Raye Penber (レイ・ペンバー) is an investigator from the FBI, sent to Japan with eleven other agents to aid in tracking down Kira early in the story. Described by How to Read It as a "talented" agent, Raye is assigned to investigate the Yagami family for any suspicious behavior. He has a fiancée, Misora, whom he tells not involve herself in the investigation for her own safety. Light manages to track him down and use him "as a pawn" to kill the other eleven members of his team (he unknowingly used a page of Light's notebook to kill them, but didn't use it to kill maliciously). Light kills Raye soon after. Raye is voiced by Hideo Ishikawa in the Japanese anime and Michael Adamthwaite in the English dub. In the films, he is known as Raye Iwamatsu (レイ・イワマツand he is played by Shigeki Hosokawa. In the first film he is a counter-terrorism agent headquartered in Dallas, Texas.
Ohba said that at the beginning he thought of the idea of the FBI going after Light, and so he created Raye to fill the plot point.

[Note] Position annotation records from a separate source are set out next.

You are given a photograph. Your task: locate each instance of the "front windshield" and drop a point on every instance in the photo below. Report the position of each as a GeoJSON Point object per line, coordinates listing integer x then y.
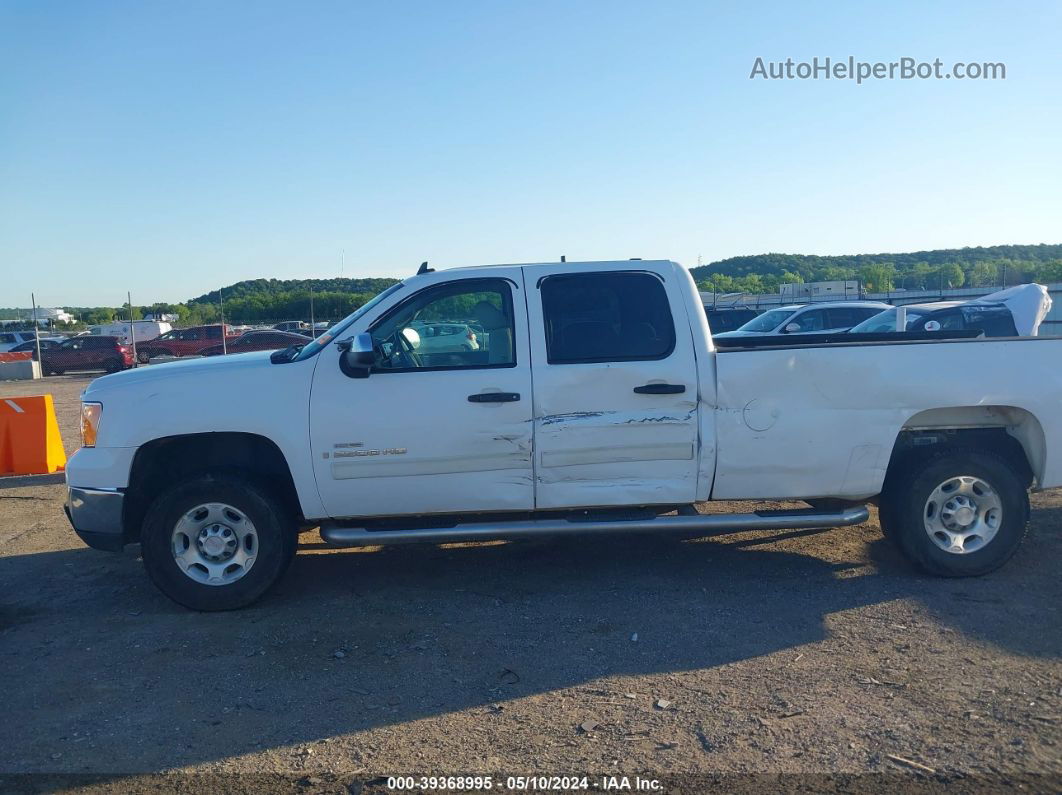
{"type": "Point", "coordinates": [314, 345]}
{"type": "Point", "coordinates": [885, 321]}
{"type": "Point", "coordinates": [768, 321]}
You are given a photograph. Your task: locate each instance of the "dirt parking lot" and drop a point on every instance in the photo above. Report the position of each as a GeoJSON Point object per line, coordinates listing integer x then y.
{"type": "Point", "coordinates": [802, 654]}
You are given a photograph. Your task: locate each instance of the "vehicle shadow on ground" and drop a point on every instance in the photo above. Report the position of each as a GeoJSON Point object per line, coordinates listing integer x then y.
{"type": "Point", "coordinates": [356, 640]}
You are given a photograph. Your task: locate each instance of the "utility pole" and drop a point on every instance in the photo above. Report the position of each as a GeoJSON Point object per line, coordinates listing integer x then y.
{"type": "Point", "coordinates": [129, 298]}
{"type": "Point", "coordinates": [224, 343]}
{"type": "Point", "coordinates": [36, 332]}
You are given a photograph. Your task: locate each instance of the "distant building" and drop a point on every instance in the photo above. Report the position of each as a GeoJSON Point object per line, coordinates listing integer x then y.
{"type": "Point", "coordinates": [820, 291]}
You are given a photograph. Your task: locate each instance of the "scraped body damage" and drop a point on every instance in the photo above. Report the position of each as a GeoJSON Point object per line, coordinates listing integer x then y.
{"type": "Point", "coordinates": [822, 421]}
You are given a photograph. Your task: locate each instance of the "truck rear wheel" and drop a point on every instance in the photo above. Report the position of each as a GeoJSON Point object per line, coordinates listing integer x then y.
{"type": "Point", "coordinates": [217, 541]}
{"type": "Point", "coordinates": [960, 513]}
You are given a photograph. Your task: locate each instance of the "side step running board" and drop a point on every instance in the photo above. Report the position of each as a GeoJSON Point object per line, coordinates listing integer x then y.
{"type": "Point", "coordinates": [701, 524]}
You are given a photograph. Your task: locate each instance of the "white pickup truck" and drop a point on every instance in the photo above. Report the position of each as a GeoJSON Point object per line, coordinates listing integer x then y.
{"type": "Point", "coordinates": [594, 402]}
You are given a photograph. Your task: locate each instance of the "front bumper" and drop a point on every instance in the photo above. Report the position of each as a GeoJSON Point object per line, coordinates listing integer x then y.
{"type": "Point", "coordinates": [96, 515]}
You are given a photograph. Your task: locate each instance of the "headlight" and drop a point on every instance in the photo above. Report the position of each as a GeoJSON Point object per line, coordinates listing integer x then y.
{"type": "Point", "coordinates": [89, 422]}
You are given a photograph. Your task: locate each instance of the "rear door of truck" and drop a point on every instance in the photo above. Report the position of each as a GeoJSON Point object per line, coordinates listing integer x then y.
{"type": "Point", "coordinates": [615, 385]}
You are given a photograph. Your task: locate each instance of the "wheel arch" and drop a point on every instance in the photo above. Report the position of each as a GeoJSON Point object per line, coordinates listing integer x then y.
{"type": "Point", "coordinates": [1008, 430]}
{"type": "Point", "coordinates": [164, 461]}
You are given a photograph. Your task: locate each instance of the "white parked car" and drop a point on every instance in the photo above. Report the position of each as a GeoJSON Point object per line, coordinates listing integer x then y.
{"type": "Point", "coordinates": [140, 330]}
{"type": "Point", "coordinates": [1016, 311]}
{"type": "Point", "coordinates": [809, 318]}
{"type": "Point", "coordinates": [600, 405]}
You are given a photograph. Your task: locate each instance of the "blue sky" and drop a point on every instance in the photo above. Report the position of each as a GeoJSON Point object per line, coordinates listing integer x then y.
{"type": "Point", "coordinates": [171, 148]}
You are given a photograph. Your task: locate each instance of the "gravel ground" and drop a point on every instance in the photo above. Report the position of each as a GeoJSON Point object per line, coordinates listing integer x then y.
{"type": "Point", "coordinates": [800, 654]}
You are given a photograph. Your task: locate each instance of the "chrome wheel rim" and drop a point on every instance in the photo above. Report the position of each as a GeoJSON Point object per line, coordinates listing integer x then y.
{"type": "Point", "coordinates": [962, 515]}
{"type": "Point", "coordinates": [215, 543]}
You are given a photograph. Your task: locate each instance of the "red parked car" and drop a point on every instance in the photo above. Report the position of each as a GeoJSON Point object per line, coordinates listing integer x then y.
{"type": "Point", "coordinates": [257, 341]}
{"type": "Point", "coordinates": [184, 342]}
{"type": "Point", "coordinates": [87, 352]}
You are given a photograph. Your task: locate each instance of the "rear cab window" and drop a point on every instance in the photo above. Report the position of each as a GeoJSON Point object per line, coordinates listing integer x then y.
{"type": "Point", "coordinates": [610, 316]}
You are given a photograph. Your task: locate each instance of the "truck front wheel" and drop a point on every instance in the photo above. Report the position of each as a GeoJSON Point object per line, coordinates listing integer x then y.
{"type": "Point", "coordinates": [960, 513]}
{"type": "Point", "coordinates": [217, 541]}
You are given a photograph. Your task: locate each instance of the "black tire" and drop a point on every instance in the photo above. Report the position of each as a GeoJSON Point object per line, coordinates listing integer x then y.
{"type": "Point", "coordinates": [276, 531]}
{"type": "Point", "coordinates": [905, 506]}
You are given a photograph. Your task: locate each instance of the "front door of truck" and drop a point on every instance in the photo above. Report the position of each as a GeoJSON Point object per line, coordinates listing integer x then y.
{"type": "Point", "coordinates": [433, 429]}
{"type": "Point", "coordinates": [615, 385]}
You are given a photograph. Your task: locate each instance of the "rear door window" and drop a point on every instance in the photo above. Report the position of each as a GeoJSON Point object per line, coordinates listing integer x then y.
{"type": "Point", "coordinates": [606, 317]}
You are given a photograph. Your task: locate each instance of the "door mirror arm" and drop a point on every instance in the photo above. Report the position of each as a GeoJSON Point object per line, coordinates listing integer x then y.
{"type": "Point", "coordinates": [356, 356]}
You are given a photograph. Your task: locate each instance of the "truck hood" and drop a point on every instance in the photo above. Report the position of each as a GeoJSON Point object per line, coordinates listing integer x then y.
{"type": "Point", "coordinates": [187, 370]}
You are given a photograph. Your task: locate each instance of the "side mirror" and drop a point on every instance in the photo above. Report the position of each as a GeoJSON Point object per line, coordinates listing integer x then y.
{"type": "Point", "coordinates": [356, 356]}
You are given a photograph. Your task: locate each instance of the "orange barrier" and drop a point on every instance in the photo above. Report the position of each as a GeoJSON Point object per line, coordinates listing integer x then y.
{"type": "Point", "coordinates": [30, 442]}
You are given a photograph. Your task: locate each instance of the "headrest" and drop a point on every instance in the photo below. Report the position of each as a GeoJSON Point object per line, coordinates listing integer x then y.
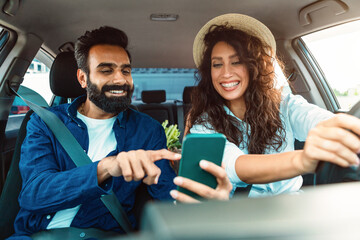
{"type": "Point", "coordinates": [63, 80]}
{"type": "Point", "coordinates": [154, 96]}
{"type": "Point", "coordinates": [187, 94]}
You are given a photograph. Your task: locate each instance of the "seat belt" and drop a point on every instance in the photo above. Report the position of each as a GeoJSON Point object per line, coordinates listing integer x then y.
{"type": "Point", "coordinates": [180, 118]}
{"type": "Point", "coordinates": [79, 157]}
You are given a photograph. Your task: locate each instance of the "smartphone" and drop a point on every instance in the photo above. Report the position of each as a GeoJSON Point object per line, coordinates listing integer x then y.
{"type": "Point", "coordinates": [197, 147]}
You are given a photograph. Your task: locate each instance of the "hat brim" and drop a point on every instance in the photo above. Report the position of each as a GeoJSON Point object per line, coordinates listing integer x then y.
{"type": "Point", "coordinates": [238, 21]}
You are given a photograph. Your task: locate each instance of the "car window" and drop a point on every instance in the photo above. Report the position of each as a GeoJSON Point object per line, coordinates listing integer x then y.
{"type": "Point", "coordinates": [337, 52]}
{"type": "Point", "coordinates": [36, 80]}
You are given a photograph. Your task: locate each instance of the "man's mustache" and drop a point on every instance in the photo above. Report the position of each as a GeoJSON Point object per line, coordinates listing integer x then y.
{"type": "Point", "coordinates": [125, 87]}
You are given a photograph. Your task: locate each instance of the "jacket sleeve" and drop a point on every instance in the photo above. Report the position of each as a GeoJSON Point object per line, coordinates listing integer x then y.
{"type": "Point", "coordinates": [161, 191]}
{"type": "Point", "coordinates": [51, 182]}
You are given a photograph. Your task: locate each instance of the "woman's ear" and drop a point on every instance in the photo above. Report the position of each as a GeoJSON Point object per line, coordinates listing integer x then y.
{"type": "Point", "coordinates": [82, 78]}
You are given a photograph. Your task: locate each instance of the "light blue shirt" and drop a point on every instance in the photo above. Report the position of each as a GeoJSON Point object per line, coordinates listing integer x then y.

Raye's role in the overall plot is fairly small and he is fairly normal character-wise. However, he is important in the narrative. All of Light's previous murders have been unpleasant-looking, criminal or ill-behaved people that the reader knows very little about. Furthermore, the murders have been told entirely from Light's perspective. Raye, however is a decent, dutiful and innocent person and his fatal encounter with Light is mostly told from Raye's perspective. This encounter is described in detail allowing the reader to empathize with Raye's horror when he is forced to betray his collegues to protect his fiancee. With the murder of Raye Pember Light loses both much of his ethics and probably much of the reader's sympathy.
Obata said that as Raye was of mixed American and Japanese descent, Obata "struggled over his design" and tried to make Penber look more non-Japanese. Obata said that he wishes that he could have "drawn him a bit better." Hosokawa said that when he portrayed Raye he built Raye's "strength, tenderness and the feeling of mortification."